Durante años, la discusión pública sobre el cannabis ha estado dominada por una premisa aparentemente incuestionable: su legalización implicaría un aumento en la criminalidad. Sin embargo, la evidencia empírica acumulada en la última década obliga a replantear esta narrativa con mayor rigor. 

Diversos estudios recientes, particularmente en Estados Unidos, muestran que la relación entre legalización y delito es, en el mejor de los casos, compleja, y en muchos casos, contraria a los supuestos tradicionales. 

Uno de los efectos más consistentes de la legalización, especialmente en sus primeras etapas, es la disminución significativa de las detenciones por delitos relacionados con la posesión de cannabis. 

Investigaciones publicadas en JAMA Network Open estiman reducciones de entre 40% y 80% en arrestos por posesión tras procesos de despenalización y legalización. En la misma línea, análisis del sistema de justicia estadounidense confirman una caída en casos judiciales vinculados a cannabis, lo que implica una menor carga operativa para policías, fiscales y tribunales. 

Este fenómeno no solo tiene implicaciones administrativas, sino también sociales: reduce la criminalización de conductas de bajo impacto y permite reorientar recursos hacia delitos de mayor gravedad. 

Otro de los argumentos centrales a favor de la legalización radica en su impacto sobre las economías ilícitas. Al trasladar la producción y distribución hacia canales regulados, se debilita el mercado negro que históricamente ha financiado estructuras criminales. 

Investigaciones académicas han documentado que la legalización puede contribuir a disminuir la actividad del crimen organizado al reducir su base de ingresos. Incluso estudios sobre estados fronterizos en Estados Unidos sugieren reducciones en delitos violentos tras la implementación de leyes de cannabis medicinal, con caídas cercanas al 13% en algunos casos, particularmente en regiones vinculadas al tráfico transnacional. El principio subyacente es claro: cuando el Estado regula, el mercado ilegal pierde relevancia. 

En materia de delitos violentos, la evidencia disponible no apunta a incrementos sistemáticos derivados de la legalización. Un estudio de la Universidad de Texas en Dallas concluyó que la implementación de cannabis medicinal no se asocia con aumentos en la criminalidad, e incluso identifica reducciones en delitos como homicidio y agresión . De forma complementaria, revisiones académicas indican que, en términos generales, las tasas de criminalidad tienden a mantenerse estables tras la legalización. 

Más aún, algunas investigaciones sugieren efectos indirectos positivos: la legalización permite a las fuerzas de seguridad concentrar esfuerzos en delitos de mayor impacto, lo que puede traducirse en mejoras en la resolución de crímenes violentos. 
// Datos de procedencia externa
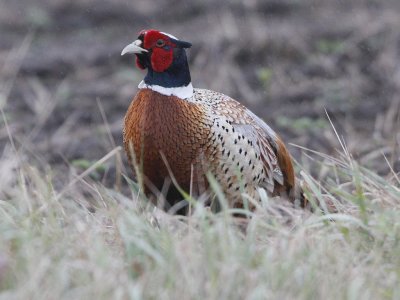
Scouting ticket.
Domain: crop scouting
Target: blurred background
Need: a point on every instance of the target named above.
(64, 88)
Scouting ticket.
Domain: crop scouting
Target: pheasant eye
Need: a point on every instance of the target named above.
(160, 43)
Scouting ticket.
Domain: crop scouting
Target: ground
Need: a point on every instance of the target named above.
(292, 62)
(72, 228)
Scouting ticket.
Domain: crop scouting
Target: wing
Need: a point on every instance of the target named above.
(266, 143)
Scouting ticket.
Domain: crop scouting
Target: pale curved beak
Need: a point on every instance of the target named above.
(134, 48)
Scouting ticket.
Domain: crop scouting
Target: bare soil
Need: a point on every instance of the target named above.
(291, 61)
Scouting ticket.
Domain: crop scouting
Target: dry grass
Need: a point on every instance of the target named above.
(84, 241)
(70, 237)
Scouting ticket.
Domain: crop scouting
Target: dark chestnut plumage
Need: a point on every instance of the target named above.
(198, 131)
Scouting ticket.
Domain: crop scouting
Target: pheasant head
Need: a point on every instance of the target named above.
(164, 57)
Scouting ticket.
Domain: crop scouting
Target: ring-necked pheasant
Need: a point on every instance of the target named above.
(198, 130)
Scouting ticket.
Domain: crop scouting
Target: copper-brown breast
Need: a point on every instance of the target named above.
(156, 123)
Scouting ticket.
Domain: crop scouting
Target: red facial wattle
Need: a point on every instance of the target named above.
(161, 59)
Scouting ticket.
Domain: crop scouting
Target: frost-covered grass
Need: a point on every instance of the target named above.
(83, 241)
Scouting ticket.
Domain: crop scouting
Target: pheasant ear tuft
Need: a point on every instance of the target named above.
(183, 44)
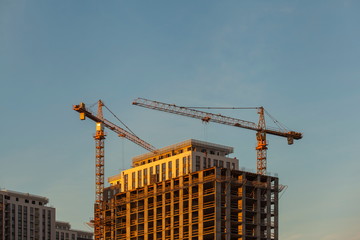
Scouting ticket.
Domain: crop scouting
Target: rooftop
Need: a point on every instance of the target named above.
(190, 142)
(44, 200)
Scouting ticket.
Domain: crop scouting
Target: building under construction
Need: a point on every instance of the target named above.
(190, 190)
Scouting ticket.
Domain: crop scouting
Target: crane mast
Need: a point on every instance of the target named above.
(260, 128)
(99, 138)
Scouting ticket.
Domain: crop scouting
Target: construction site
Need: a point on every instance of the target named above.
(188, 190)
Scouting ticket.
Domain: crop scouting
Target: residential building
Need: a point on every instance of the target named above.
(28, 216)
(64, 232)
(190, 194)
(25, 216)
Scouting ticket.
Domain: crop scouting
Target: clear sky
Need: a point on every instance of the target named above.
(298, 59)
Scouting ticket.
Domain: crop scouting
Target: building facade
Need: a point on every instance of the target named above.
(174, 161)
(25, 216)
(204, 201)
(64, 232)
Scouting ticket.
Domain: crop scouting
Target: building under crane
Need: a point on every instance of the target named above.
(261, 129)
(101, 124)
(190, 190)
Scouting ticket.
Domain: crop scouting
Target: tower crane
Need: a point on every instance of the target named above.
(260, 127)
(99, 137)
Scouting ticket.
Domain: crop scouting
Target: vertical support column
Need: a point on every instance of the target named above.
(99, 183)
(228, 204)
(172, 209)
(259, 199)
(163, 207)
(146, 211)
(181, 208)
(269, 191)
(190, 206)
(128, 215)
(243, 205)
(276, 209)
(218, 204)
(201, 205)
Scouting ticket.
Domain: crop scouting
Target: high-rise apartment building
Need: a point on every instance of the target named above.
(191, 190)
(25, 216)
(64, 232)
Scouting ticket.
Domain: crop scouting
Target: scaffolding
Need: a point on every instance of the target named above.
(215, 203)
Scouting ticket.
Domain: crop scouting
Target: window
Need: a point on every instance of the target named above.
(221, 163)
(157, 168)
(133, 180)
(170, 169)
(177, 167)
(126, 182)
(152, 180)
(139, 178)
(145, 176)
(163, 171)
(189, 165)
(197, 164)
(184, 165)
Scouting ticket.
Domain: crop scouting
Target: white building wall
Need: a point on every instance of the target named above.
(182, 161)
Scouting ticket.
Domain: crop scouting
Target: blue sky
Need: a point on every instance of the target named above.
(298, 59)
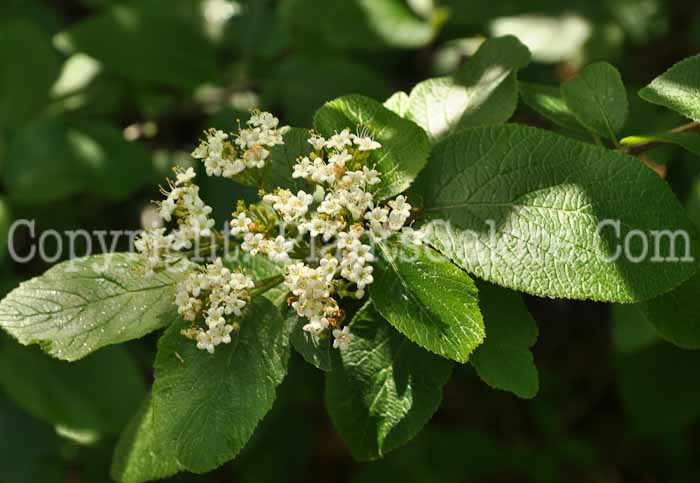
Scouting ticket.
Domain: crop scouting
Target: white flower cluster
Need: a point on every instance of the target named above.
(183, 203)
(344, 214)
(250, 148)
(214, 293)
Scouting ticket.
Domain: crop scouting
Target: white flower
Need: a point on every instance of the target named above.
(377, 215)
(303, 169)
(342, 338)
(205, 341)
(340, 159)
(400, 205)
(184, 177)
(331, 205)
(291, 207)
(366, 143)
(232, 168)
(265, 120)
(317, 142)
(320, 172)
(340, 140)
(279, 248)
(253, 243)
(316, 327)
(371, 176)
(255, 157)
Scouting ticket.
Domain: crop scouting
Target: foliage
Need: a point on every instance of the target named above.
(460, 366)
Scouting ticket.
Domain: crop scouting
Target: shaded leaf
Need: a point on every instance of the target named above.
(384, 389)
(676, 314)
(537, 212)
(95, 396)
(598, 99)
(549, 103)
(504, 360)
(678, 88)
(428, 299)
(29, 68)
(484, 91)
(82, 305)
(234, 388)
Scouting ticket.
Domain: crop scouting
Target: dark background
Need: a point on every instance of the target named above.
(99, 98)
No obstante, una revisión seria del tema exige reconocer que los resultados no son homogéneos. Existen investigaciones que documentan incrementos en ciertos delitos, particularmente de tipo patrimonial, en contextos específicos tras la legalización . Asimismo, algunos análisis advierten sobre posibles efectos asociados al consumo problemático en poblaciones vulnerables. 

Estas diferencias responden, en gran medida, a variables como el diseño regulatorio, la capacidad institucional y las condiciones socioeconómicas locales. En otras palabras, la legalización no opera en el vacío. 

A pesar de estos matices, existe un punto de consenso creciente: la legalización no ha provocado el incremento generalizado del crimen que durante años se anticipó. 

Por el contrario, la evidencia sugiere que la política prohibicionista ha contribuido a la sobrecarga del sistema penal y al fortalecimiento de mercados ilegales. La regulación, en cambio, introduce mecanismos de control, trazabilidad y fiscalización que el mercado clandestino no ofrece. 

Para México, esta discusión trasciende el ámbito académico. En un contexto donde la violencia está estrechamente vinculada a economías ilícitas, el diseño de políticas públicas en materia de cannabis adquiere una dimensión estratégica. 

La evidencia internacional no plantea la legalización como una solución única ni inmediata al problema de la inseguridad. Pero sí sugiere que mantener el modelo prohibicionista difícilmente revertirá las dinámicas actuales. 

La pregunta, por tanto, no es si la legalización es una política perfecta, no lo es, sino si resulta más efectiva que un enfoque que, hasta ahora, ha mostrado limitaciones evidentes. 

Lejos de los discursos simplistas, la relación entre cannabis y criminalidad exige un análisis basado en datos. La evidencia disponible apunta a que la legalización, bien regulada, puede reducir ciertos delitos, aliviar al sistema de justicia y debilitar mercados ilegales. 

El desafío no es ideológico sino técnico: diseñar un modelo que maximice beneficios y minimice riesgos.

Porque, en política pública, ignorar la evidencia suele ser el error más costoso.